AMBIENTE. Greenpeace: lampadine incandescenti, Castorama anticipa la messa al bando

"Scelta illuminata" di Castorama che decide di anticipare i tempi della messa al bando delle lampadine incandescenti: la rimozione dai propri scaffali avverrà entro la seconda metà del 2010. È quanto rende noto Greenpeace aggiornando la speciale classifica dei rivenditori virtuosi che si sono impegnati a rimuovere le lampade incandescenti prima della messa al bando prevista al primo gennaio 2011. La classifica vede al primo posto Leroy Merlin (che rimuoverà le lampadine incandescenti entro il primo semestre 2009) seguita da Coop, Ikea e appunto Castorama.

"La decisione di Castorama recepisce appieno le nostre richieste – afferma Francesco Tedesco, responsabile della Campagna Energia e Clima di Greenpeace – e mostra che è possibile mandare in pensione la tecnologia superata, a favore di scelte amiche del clima". Le lampadine ad alta efficienza permettono infatti di risparmiare l’80% di energia, denaro ed emissioni di gas serra rispetto alle tradizionali incandescenti. "Ci aspettiamo ora che anche altri gruppi sappiano fare un passo in avanti, in particolare Esselunga", prosegue Tedesco.
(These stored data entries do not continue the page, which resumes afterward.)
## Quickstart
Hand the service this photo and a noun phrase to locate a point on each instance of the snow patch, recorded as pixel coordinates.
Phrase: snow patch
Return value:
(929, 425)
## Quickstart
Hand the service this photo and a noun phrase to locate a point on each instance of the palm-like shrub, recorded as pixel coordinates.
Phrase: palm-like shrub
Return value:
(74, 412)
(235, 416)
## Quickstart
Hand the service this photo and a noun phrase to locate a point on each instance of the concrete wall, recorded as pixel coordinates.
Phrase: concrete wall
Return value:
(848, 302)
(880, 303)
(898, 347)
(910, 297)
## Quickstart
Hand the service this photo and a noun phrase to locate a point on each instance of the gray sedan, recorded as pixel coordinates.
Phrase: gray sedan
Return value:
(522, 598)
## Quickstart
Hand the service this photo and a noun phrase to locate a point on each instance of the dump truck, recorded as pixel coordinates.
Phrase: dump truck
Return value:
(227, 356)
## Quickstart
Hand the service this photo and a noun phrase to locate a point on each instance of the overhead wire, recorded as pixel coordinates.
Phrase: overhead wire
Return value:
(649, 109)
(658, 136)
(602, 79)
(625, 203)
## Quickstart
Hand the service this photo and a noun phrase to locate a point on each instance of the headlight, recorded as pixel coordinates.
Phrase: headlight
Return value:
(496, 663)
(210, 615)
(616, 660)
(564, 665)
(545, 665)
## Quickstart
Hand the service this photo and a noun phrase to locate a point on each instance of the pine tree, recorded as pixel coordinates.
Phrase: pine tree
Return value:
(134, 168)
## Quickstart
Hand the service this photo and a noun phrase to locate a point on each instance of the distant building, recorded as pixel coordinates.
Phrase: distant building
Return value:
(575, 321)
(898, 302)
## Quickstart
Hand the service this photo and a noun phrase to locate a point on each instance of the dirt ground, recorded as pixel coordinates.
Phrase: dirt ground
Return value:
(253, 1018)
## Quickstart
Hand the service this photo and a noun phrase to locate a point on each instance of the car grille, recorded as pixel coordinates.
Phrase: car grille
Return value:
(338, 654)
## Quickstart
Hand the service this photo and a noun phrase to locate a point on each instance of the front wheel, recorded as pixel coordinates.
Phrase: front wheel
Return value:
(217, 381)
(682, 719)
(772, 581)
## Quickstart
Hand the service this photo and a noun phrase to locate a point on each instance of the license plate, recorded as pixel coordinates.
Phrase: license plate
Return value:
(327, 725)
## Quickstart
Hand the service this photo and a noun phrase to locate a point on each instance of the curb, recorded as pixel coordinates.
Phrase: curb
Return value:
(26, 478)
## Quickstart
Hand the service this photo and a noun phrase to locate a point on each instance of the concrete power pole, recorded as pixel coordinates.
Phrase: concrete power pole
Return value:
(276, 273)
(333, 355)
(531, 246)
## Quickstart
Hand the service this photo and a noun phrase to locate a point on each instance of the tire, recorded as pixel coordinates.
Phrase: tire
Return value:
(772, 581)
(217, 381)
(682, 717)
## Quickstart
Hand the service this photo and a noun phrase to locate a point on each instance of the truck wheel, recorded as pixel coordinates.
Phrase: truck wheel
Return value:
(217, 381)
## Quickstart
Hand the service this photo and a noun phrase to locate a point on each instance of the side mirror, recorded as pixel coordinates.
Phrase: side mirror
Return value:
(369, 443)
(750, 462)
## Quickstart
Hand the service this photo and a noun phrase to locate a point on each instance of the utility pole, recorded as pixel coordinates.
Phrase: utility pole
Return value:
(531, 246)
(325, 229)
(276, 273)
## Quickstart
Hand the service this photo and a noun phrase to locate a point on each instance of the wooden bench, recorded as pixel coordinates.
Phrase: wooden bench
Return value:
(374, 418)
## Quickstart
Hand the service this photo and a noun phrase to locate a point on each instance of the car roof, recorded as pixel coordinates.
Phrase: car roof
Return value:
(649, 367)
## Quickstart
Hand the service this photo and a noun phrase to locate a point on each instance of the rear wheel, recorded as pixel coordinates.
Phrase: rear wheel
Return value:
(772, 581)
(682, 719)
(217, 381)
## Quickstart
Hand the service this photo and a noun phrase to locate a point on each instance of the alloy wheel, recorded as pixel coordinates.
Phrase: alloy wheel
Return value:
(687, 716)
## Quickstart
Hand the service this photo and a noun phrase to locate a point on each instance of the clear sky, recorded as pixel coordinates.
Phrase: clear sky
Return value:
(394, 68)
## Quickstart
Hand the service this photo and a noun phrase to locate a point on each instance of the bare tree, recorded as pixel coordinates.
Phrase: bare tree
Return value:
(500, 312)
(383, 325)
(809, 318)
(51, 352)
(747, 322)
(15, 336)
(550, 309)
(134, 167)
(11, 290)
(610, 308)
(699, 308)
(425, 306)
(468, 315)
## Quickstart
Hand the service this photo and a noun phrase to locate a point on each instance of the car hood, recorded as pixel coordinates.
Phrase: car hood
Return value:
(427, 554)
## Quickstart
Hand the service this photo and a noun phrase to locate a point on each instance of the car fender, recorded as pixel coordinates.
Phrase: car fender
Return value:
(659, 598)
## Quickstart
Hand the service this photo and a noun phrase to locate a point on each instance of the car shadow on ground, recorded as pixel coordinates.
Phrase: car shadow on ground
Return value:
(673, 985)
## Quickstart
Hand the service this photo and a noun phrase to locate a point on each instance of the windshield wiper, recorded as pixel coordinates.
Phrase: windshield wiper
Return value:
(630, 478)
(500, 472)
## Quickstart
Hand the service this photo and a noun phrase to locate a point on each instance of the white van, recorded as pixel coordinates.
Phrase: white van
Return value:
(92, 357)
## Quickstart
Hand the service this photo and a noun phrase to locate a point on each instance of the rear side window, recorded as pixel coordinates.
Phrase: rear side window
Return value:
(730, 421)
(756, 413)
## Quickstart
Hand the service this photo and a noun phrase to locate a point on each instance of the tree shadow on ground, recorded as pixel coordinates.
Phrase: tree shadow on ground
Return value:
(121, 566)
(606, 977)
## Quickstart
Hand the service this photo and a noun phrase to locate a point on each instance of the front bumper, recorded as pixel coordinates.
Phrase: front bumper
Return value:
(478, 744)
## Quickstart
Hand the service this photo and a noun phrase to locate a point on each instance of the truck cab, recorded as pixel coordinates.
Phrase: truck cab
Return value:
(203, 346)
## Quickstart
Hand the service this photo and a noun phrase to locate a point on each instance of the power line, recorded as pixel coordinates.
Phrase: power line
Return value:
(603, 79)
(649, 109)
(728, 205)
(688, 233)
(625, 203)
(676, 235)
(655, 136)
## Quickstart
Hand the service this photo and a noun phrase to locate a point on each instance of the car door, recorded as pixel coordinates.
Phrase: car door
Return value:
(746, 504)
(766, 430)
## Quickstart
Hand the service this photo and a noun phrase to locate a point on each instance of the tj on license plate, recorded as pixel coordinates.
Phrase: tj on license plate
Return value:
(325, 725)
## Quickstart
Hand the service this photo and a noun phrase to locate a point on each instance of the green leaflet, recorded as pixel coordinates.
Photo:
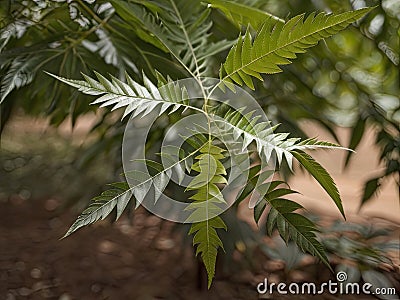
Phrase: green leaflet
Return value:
(121, 193)
(295, 227)
(138, 99)
(250, 129)
(206, 205)
(321, 175)
(276, 43)
(290, 225)
(19, 74)
(101, 206)
(182, 27)
(242, 14)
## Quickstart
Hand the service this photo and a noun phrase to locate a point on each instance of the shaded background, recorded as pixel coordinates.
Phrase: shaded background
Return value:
(57, 152)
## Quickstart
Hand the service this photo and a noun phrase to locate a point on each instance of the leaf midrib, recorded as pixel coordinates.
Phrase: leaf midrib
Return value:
(281, 47)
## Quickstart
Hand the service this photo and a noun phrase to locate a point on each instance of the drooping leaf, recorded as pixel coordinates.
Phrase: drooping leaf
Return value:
(138, 99)
(19, 74)
(101, 206)
(206, 205)
(276, 44)
(371, 187)
(356, 135)
(321, 175)
(242, 14)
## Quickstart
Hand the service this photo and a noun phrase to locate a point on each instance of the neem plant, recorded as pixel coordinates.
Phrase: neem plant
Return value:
(226, 142)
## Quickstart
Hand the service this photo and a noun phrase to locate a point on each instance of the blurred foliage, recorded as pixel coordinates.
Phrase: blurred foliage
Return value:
(350, 80)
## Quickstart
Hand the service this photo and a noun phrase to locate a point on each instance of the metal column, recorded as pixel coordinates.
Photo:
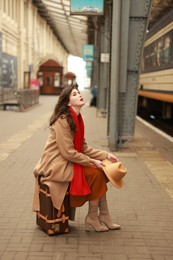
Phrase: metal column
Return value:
(104, 42)
(129, 24)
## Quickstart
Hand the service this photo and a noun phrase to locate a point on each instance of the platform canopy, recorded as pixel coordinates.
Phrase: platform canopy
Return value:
(73, 31)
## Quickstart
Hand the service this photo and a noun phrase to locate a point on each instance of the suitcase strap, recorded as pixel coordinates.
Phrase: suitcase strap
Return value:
(51, 221)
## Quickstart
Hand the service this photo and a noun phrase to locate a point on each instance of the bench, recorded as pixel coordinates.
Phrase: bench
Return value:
(22, 99)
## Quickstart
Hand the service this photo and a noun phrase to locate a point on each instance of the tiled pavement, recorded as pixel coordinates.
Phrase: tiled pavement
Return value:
(143, 207)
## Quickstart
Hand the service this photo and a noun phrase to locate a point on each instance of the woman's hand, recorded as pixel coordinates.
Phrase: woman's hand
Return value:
(97, 163)
(112, 158)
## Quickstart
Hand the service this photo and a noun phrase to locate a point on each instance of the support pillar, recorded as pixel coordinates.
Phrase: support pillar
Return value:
(129, 25)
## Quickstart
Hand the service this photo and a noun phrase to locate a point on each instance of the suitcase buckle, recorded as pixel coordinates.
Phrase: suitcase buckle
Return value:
(55, 227)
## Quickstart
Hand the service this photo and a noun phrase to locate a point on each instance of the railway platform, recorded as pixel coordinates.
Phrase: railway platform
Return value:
(143, 207)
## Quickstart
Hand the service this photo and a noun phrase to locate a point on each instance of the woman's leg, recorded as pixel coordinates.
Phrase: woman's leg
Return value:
(92, 217)
(104, 215)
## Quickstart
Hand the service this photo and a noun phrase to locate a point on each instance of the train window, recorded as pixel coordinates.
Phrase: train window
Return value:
(56, 80)
(160, 53)
(167, 50)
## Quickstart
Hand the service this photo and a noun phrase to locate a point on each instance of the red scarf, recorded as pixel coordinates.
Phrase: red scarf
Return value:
(78, 185)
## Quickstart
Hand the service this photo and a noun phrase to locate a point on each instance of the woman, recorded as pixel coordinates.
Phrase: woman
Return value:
(68, 159)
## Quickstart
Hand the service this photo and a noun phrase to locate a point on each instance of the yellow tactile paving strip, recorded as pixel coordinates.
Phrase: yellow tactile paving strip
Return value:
(156, 163)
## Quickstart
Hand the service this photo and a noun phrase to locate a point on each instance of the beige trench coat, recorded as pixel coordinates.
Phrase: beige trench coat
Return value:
(56, 163)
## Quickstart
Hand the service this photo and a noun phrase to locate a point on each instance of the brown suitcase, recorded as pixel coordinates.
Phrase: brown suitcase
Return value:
(49, 219)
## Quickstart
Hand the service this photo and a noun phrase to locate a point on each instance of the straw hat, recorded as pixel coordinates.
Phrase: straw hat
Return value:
(115, 172)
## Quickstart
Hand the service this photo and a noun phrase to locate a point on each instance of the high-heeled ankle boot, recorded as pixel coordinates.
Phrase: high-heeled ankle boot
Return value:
(93, 221)
(104, 215)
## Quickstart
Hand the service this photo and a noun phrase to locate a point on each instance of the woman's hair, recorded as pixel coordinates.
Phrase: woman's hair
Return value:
(62, 107)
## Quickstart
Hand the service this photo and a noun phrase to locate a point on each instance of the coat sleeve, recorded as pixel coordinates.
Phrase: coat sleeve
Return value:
(94, 153)
(64, 140)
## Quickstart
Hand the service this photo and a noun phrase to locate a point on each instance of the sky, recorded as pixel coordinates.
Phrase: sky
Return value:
(77, 66)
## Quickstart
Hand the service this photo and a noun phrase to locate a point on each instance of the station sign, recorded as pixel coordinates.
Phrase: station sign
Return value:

Esselunga infatti è l’unico tra i maggiori rivenditori di lampadine in Italia a non aver fatto alcun passo concreto verso l’eliminazione delle incandescenti.

La messa al bando delle lampadine incandescenti in Italia, spiega Greenpeace, permetterebbe di ridurre i consumi elettrici di 5,6 TWh, pari ad un abbattimento di emissioni di CO2 di circa 3 milioni di tonnellate e benefici economici per i consumatori pari a circa 1 miliardo di euro.